California is a community property state. For many readers, that may be interpreted to mean that if a couple decides to divorce in the state, all the assets and debts they have accumulated during the marriage need to be equally split down the middle.
In an ideal world that might be the way to go, but if you think about it for a second you come to appreciate that following such a model to the letter is not likely to be achieved. Life is not so neat that assets and debts can be stacked up and split in half.
No, issues of property division typically require a certain amount of negotiation to arrive at a deal that both sides can live with. And even then, the work is really not done. Regardless of any deal that a separating couple might reach, it doesn’t become final in California without a judge formally signing off on it. Until then, all community property and debts remain the responsibility of the divorcing parties equally.

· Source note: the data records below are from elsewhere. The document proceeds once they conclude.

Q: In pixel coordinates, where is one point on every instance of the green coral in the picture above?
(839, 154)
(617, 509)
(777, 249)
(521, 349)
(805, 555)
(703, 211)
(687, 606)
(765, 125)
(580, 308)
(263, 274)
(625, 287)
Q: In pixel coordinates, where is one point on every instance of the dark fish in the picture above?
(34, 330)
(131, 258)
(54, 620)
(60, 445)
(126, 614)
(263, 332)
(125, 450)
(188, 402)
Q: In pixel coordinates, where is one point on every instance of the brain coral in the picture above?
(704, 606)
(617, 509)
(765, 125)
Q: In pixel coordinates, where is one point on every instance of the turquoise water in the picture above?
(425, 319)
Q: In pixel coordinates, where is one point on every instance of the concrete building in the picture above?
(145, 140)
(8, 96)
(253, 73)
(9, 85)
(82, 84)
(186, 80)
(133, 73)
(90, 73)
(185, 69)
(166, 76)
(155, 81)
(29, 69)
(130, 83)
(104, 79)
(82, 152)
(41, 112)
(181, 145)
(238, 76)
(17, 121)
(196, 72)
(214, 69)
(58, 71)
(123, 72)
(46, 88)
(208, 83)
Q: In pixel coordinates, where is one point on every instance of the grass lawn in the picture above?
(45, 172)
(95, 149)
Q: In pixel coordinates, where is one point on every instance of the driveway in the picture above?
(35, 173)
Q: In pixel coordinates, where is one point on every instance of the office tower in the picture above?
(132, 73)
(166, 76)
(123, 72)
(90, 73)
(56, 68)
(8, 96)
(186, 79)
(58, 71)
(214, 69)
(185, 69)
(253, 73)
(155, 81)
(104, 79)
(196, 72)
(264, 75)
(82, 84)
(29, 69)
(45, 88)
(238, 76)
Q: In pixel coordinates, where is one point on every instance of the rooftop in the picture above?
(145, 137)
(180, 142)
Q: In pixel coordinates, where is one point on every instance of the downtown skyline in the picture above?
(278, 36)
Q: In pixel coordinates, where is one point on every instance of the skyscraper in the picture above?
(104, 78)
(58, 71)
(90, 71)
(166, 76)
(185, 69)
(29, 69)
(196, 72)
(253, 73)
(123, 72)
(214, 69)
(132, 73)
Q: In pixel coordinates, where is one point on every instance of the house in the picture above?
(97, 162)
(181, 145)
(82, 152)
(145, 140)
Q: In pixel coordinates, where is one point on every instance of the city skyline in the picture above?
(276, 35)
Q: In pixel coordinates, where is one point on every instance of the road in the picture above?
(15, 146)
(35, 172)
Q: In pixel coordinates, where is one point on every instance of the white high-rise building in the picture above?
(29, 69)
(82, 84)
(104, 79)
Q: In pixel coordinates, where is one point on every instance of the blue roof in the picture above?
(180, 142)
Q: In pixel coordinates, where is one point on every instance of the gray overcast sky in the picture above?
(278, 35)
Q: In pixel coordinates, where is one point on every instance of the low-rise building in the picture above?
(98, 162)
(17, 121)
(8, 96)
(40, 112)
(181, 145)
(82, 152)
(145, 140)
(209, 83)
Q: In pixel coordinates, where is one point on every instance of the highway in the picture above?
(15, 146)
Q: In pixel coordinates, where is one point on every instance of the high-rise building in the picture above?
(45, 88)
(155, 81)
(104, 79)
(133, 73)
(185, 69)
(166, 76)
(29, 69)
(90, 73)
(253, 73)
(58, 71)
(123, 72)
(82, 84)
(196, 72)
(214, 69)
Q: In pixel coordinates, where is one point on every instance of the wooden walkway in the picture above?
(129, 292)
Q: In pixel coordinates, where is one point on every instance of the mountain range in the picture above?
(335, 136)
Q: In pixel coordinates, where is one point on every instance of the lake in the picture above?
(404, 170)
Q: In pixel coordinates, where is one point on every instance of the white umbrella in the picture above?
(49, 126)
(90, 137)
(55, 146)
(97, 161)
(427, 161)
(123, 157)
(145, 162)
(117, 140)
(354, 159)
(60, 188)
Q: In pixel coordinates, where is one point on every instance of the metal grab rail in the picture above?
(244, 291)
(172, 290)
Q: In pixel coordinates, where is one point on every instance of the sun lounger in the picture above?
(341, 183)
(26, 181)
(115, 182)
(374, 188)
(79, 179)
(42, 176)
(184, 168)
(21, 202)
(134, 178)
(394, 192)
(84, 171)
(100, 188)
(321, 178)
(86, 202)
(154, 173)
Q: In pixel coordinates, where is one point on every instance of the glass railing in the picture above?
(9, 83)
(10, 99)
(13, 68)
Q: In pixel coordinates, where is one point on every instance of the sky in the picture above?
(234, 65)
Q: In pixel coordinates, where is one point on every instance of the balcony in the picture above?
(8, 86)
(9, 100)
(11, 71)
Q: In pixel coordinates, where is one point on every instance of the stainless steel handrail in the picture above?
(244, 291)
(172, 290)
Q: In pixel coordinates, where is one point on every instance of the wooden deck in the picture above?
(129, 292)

Because even splits are largely impossible to achieve, the courts in California tend to be willing to accept agreements in which both spouses end up with “roughly” the same levels of debt and assets on their plates.
For example, say a couple has two bank accounts. If both of them hold about the same balance, one can go to each spouse. If the balances are unequal, the transfer of another asset or debt might be arranged to make things fairer.
Dividing debt represents a special circumstance that requires particular caution. It’s not simply a matter of each spouse agreeing to take half their joint credit card accounts. Creditors aren’t bound by such agreements and could go after both of you if problems with the account arise.
Most people cannot fathom the number of issues that can surface in the course of a divorce proceeding. Spotting and avoiding them should always be a priority and can be best achieved with an experienced attorney’s help.